OREANDA-NEWS. Fitch Ratings says it expects Asia-Pacific (APAC) banks to continue expanding their China business after a temporary slowdown in 2H14. The pace of growth and type of customers are largely determined by individual banks' risk appetite and their expectations around China's growth prospects. The banks with the largest exposures face the greatest risk of negative rating action if growth and concentration do not subside. Steadily increasing China risk is, however, not a downward trigger in itself unless concentration risk becomes misaligned with capital and returns.

The significant increase in APAC banks' China exposure in the past four years may be attributed to their greater participation in trade financing, as China is often the largest trade partner of their home countries. While there was no meaningful increase in the economies' trade dependency, leverage has increased to a level that is broadly comparable with past peaks and asset price inflation in some markets has made some economies and banks more vulnerable - just as China's growth is slowing.

Fitch has published today two reports that cover APAC banks' and, more specifically, Hong Kong banks' exposure to China.

Fitch estimates APAC banks' China exposure reached USD1.2trn at end-2014, accounting for 74% of foreign banks' claims on China. Hong Kong is most exposed (32% of system assets), followed by Macau (21%), Singapore (12%) and Taiwan (8%). China-related growth has slowed in line with easing volumes, reflecting the economic slowdown in China, lower commodity prices and the narrower gap between onshore and offshore yuan funding costs.
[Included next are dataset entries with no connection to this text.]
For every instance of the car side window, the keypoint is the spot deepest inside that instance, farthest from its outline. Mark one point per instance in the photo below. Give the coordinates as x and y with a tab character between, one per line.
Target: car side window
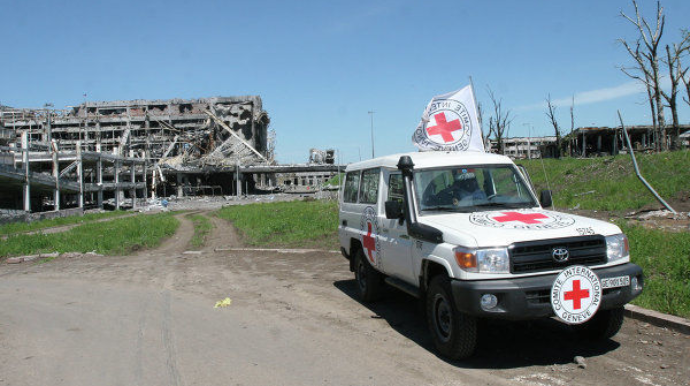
351	187
395	192
369	188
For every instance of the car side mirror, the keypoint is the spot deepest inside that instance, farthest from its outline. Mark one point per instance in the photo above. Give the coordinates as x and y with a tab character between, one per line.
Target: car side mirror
546	199
394	210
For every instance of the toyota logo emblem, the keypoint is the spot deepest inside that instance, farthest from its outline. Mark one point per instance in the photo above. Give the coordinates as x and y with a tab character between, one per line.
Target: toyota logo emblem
560	254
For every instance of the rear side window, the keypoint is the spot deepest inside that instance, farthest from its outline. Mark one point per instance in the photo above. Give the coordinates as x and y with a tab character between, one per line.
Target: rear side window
395	187
351	187
369	188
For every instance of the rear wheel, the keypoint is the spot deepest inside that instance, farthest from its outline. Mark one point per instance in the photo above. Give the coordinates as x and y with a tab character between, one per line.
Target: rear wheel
369	281
603	325
454	333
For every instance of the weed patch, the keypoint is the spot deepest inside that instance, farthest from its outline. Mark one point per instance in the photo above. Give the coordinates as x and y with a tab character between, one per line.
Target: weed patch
119	236
311	224
610	183
665	259
202	227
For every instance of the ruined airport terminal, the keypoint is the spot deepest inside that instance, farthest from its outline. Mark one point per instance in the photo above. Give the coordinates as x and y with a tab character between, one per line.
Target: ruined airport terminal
120	153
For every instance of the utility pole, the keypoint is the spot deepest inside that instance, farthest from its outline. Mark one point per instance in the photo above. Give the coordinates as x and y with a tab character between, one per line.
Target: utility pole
529	139
371	114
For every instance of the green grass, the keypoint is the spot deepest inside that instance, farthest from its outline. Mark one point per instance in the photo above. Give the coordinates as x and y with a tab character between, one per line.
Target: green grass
665	259
21	227
297	224
202	227
335	181
119	236
613	180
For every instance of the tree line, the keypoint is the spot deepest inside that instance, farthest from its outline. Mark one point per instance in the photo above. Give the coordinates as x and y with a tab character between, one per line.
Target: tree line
660	67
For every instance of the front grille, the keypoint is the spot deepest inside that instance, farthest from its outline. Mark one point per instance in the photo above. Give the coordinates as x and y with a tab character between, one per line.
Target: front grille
535	256
538	297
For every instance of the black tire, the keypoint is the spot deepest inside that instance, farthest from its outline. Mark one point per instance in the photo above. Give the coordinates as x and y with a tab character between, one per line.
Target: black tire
454	333
603	325
369	281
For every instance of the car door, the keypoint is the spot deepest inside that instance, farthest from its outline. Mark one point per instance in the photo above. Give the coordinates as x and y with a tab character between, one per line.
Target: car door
396	243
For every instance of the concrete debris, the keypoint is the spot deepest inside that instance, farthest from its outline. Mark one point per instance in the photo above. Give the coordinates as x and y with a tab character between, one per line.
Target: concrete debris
580	362
116	153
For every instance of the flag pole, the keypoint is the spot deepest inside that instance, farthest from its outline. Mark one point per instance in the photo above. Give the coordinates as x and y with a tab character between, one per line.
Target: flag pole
476	110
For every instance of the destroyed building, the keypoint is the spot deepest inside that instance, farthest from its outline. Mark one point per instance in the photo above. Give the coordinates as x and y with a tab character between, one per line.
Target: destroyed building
127	150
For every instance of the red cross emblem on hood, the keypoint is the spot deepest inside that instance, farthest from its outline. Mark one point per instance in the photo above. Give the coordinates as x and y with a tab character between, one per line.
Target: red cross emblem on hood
576	295
525	218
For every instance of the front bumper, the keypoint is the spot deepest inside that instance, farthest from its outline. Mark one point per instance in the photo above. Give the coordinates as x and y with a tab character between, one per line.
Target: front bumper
529	297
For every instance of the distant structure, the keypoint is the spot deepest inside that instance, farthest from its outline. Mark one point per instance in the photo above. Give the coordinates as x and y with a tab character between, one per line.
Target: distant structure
524	147
585	142
100	153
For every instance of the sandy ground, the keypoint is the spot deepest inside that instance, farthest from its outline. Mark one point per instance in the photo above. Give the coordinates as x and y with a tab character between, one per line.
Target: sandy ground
148	319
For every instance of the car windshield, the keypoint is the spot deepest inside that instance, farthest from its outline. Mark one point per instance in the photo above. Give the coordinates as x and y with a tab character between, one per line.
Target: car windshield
470	189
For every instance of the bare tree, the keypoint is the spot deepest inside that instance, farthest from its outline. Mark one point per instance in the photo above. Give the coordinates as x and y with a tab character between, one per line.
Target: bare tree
685	77
571	152
499	122
551	114
646	55
676	76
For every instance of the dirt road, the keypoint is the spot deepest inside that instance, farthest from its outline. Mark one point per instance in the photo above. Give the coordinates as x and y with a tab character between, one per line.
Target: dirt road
148	319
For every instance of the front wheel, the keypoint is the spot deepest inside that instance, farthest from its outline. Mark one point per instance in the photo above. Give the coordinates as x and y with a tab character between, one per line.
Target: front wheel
369	281
603	325
454	333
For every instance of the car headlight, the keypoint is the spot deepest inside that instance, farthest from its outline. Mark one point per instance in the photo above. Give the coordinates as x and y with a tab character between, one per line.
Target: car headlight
617	247
493	260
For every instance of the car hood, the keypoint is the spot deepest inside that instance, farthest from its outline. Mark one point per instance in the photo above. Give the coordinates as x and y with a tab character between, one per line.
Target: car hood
505	227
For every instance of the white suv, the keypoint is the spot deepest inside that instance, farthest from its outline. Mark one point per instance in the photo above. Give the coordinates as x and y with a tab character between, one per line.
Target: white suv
465	232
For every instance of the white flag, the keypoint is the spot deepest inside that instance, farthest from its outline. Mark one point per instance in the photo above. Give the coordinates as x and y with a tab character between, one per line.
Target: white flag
450	123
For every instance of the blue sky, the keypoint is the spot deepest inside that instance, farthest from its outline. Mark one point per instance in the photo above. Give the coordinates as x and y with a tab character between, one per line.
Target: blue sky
320	66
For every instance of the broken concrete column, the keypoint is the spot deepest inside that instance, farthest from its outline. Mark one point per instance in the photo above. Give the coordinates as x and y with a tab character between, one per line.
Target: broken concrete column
25	164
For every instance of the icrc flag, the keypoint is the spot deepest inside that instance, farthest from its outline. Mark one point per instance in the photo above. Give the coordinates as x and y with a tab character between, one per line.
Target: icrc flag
450	123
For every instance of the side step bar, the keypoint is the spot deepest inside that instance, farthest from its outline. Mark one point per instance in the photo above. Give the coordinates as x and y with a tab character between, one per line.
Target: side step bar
403	286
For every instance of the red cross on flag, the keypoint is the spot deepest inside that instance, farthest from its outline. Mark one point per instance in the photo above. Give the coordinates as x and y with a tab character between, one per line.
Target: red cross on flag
450	123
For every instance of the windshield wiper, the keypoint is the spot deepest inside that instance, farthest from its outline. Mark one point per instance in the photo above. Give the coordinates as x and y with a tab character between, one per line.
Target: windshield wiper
440	208
505	204
454	209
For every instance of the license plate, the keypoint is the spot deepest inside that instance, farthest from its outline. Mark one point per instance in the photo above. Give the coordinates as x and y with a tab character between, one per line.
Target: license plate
614	282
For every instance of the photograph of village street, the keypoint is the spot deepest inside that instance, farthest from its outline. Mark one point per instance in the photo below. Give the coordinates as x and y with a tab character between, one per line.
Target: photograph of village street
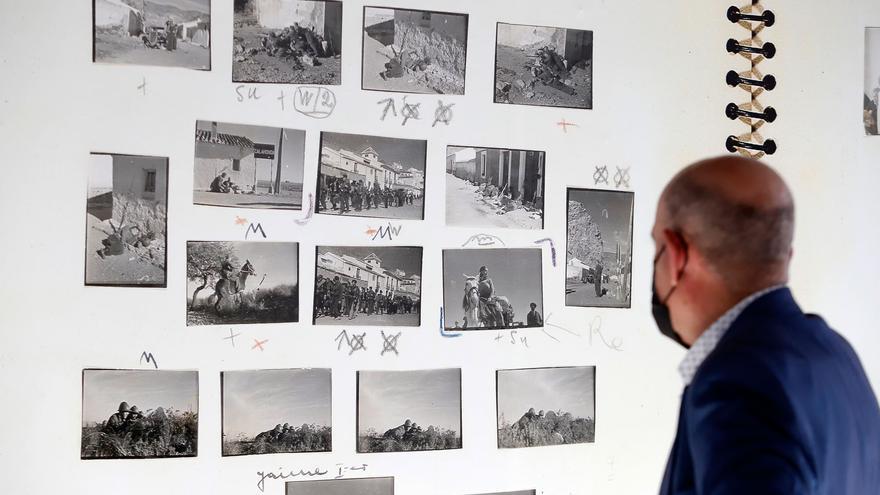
169	33
414	51
248	166
368	286
544	66
598	261
494	187
371	176
287	41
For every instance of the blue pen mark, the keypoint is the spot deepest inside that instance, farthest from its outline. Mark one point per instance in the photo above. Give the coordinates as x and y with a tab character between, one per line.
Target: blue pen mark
443	331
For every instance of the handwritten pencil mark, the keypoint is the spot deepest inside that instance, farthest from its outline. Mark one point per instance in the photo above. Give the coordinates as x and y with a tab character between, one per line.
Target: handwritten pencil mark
390	344
443	113
149	358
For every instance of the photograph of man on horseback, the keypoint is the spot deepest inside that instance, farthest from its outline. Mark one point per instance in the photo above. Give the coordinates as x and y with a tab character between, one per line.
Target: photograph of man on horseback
221	289
489	301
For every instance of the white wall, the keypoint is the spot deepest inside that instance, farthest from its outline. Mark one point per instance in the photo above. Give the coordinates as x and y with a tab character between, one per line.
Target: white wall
659	96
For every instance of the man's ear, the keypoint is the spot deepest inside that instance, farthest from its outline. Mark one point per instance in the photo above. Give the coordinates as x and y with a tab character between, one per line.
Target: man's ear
676	257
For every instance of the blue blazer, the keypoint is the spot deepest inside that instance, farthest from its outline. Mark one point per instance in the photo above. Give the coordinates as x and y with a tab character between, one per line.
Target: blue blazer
781	406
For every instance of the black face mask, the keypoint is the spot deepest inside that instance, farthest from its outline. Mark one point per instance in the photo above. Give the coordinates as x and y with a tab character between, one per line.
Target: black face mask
659	308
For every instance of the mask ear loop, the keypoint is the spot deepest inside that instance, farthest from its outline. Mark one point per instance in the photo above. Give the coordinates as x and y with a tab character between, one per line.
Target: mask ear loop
680	273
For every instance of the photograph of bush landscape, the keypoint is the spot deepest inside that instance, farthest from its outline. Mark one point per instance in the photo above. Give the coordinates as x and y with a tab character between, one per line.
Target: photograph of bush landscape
274	411
139	413
546	406
409	410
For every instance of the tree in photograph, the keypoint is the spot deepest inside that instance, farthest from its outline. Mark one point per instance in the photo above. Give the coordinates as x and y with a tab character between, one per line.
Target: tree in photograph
584	238
203	261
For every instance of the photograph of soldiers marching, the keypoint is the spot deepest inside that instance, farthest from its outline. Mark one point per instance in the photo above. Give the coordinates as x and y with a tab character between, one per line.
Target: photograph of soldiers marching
494	187
368	286
371	176
598	261
492	288
139	414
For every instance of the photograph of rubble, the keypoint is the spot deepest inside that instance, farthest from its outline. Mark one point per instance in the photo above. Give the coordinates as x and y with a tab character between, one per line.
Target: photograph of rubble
126	218
544	66
371	176
368	286
546	406
287	41
598	256
169	33
276	411
408	410
494	187
349	486
414	51
138	414
248	166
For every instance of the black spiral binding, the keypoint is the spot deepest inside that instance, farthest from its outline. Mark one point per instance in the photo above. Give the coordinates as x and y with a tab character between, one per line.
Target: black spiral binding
755	18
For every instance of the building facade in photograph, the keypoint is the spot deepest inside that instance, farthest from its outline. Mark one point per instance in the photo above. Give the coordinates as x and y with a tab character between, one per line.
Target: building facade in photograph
367	167
368	272
520	171
116	14
574	45
435	36
218	152
140	178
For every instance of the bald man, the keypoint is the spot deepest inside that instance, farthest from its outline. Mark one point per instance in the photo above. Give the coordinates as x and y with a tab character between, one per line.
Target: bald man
775	401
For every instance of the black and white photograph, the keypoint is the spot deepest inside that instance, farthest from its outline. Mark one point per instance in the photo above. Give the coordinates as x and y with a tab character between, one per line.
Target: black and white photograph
399	411
497	288
371	176
348	486
126	220
287	41
167	33
248	166
598	252
276	411
494	187
414	51
136	414
546	406
544	66
240	282
368	286
872	81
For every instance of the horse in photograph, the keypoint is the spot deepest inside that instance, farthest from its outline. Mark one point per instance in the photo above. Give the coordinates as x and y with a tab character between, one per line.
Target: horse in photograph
495	311
232	289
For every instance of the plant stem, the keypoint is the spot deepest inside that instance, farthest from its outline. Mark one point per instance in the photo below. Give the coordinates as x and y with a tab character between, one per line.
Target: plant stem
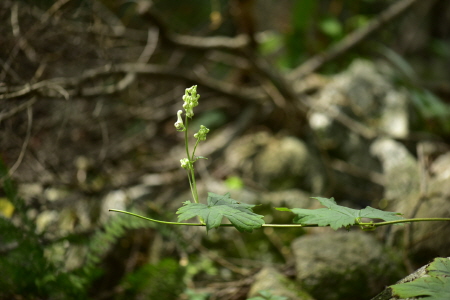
403	221
190	172
286	225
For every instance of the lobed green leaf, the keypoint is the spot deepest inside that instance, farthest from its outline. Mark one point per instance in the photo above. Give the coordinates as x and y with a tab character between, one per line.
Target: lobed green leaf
240	214
337	216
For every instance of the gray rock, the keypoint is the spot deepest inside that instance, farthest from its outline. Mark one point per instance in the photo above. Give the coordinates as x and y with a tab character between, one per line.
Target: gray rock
343	265
269	279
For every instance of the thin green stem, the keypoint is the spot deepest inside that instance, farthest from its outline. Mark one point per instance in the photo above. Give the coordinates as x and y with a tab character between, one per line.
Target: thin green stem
403	221
153	220
286	225
191	176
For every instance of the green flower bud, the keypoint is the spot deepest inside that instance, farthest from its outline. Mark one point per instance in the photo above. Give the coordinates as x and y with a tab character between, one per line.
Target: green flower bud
190	99
179	125
186	164
201	134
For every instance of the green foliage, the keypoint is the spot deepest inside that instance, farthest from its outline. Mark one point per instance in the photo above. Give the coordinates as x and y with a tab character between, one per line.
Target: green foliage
26	270
435	287
240	214
163	280
267	295
338	216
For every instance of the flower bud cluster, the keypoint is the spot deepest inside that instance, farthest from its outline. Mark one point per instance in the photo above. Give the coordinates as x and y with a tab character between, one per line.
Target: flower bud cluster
190	99
186	164
179	125
201	134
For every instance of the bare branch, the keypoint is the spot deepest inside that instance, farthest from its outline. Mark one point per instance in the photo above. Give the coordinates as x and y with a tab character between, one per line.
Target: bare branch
353	39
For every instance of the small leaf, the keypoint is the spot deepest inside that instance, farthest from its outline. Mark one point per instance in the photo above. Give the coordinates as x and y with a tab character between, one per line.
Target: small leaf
373	213
435	287
240	214
439	267
431	288
337	216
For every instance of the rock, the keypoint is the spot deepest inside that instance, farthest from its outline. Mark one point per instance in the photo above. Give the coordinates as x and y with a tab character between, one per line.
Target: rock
343	265
269	279
400	169
276	162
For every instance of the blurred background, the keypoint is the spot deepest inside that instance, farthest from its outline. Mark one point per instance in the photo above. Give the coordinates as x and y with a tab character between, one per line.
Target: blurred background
329	98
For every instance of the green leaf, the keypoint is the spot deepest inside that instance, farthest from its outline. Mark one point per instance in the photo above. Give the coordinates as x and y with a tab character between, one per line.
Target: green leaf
373	213
439	267
435	287
337	216
240	214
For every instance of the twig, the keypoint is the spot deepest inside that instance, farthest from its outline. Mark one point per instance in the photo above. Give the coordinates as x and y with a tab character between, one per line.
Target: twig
352	39
25	143
249	95
17	109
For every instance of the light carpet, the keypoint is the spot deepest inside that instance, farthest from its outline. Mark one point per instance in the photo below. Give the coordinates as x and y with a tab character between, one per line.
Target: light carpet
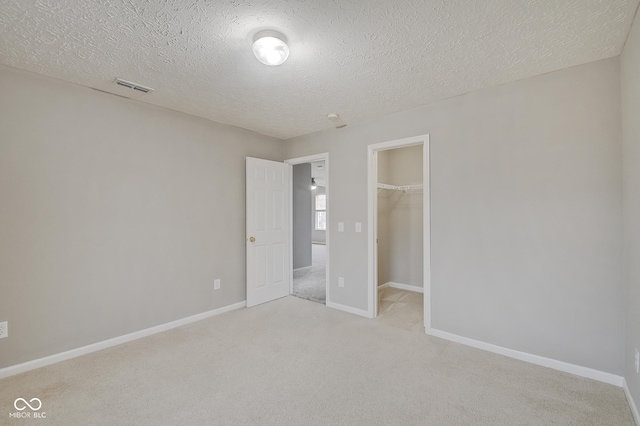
401	308
293	362
310	283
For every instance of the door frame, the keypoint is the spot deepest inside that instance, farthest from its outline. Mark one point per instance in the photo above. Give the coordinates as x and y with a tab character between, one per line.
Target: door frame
372	175
301	160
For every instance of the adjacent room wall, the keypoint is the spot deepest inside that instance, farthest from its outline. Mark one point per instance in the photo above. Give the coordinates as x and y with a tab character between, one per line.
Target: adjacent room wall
115	216
631	153
302	215
317	235
526	201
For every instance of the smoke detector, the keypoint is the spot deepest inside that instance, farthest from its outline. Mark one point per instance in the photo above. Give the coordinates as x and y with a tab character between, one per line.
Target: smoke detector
134	86
336	120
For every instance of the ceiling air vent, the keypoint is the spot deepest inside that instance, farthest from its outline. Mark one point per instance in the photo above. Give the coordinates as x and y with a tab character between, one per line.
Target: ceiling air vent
134	86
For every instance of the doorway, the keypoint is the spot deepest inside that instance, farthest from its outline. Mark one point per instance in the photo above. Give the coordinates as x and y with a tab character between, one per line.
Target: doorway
309	236
399	232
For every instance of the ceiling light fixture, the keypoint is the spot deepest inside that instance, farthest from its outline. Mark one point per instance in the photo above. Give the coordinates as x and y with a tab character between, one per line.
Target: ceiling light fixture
270	48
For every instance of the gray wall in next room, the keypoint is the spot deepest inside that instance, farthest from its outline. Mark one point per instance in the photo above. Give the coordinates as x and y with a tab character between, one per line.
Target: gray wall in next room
318	235
302	215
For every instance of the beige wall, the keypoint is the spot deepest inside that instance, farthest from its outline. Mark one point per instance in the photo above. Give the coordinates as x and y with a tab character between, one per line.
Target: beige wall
115	216
526	202
631	196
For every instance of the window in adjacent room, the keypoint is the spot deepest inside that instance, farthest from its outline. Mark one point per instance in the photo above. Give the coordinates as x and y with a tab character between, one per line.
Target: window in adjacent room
321	212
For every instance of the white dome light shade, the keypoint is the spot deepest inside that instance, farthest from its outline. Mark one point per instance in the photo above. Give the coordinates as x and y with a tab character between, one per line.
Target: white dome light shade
270	48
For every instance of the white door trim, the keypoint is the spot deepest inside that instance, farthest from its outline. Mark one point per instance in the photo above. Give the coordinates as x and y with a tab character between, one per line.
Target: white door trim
309	159
372	175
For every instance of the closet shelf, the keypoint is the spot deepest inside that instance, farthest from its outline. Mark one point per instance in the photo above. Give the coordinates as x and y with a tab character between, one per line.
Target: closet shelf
403	188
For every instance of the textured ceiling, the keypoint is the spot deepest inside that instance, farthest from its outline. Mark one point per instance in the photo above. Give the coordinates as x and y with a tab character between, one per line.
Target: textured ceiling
358	58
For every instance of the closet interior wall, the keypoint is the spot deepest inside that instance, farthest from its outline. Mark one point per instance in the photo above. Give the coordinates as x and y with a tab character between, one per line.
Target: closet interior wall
400	248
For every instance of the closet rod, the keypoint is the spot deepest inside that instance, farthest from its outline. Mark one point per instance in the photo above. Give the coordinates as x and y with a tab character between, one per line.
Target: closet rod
404	188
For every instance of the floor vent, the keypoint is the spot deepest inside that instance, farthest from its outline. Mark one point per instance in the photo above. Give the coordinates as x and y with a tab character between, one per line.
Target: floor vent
134	86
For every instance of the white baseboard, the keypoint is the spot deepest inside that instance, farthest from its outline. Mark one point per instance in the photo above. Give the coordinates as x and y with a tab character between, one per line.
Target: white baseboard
402	287
348	309
578	370
73	353
632	404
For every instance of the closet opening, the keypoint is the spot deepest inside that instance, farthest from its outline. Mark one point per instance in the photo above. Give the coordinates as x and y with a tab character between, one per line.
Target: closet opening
399	237
309	213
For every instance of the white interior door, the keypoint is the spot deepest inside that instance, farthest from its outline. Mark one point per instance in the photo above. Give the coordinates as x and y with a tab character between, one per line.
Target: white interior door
268	242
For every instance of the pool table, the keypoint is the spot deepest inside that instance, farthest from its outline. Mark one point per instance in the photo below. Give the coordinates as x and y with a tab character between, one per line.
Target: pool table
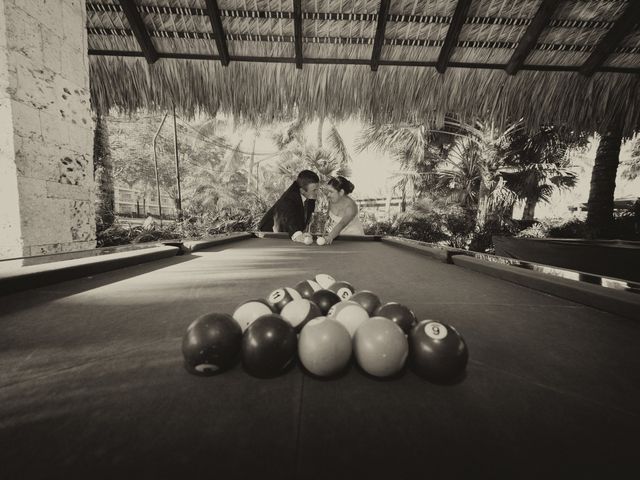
92	383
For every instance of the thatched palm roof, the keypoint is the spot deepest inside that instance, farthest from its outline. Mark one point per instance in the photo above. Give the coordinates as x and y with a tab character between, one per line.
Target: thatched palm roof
574	62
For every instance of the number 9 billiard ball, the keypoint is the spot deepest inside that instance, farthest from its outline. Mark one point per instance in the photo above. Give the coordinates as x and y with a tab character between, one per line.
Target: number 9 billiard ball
437	351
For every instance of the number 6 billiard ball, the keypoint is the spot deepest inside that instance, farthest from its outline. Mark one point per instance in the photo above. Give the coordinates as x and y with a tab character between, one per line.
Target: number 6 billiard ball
280	297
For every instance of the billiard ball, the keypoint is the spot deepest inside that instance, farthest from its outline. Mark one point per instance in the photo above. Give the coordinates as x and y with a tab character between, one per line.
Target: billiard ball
344	289
280	297
381	347
299	312
325	280
211	344
307	287
398	314
438	351
246	313
350	314
325	299
369	301
324	347
268	346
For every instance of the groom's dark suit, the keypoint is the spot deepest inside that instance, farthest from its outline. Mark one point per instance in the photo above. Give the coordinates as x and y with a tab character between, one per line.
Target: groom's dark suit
288	214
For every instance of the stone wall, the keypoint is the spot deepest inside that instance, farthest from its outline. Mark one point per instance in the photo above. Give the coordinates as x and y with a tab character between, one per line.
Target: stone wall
46	143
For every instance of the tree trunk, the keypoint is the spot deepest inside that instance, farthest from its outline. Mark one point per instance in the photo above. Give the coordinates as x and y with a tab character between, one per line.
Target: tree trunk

The Hong Kong-focused report provides a snapshot of the size and composition of the systems' and individual banks' exposure to China. System-wide non-bank mainland China exposure is fairly diversified with 36% to state-owned entities and 27% to non-mainland borrowers. There is, however, a considerable degree of variation among banks due to business models, ownership, franchises and risk appetite.

Key areas to watch include the profitability from China businesses, degree of competitive advantage from leveraging parent banks' relationships and improving transparency and risk frameworks due to increased regulatory supervision. The pace of growth, risk taking and capital buffers remain key rating drivers.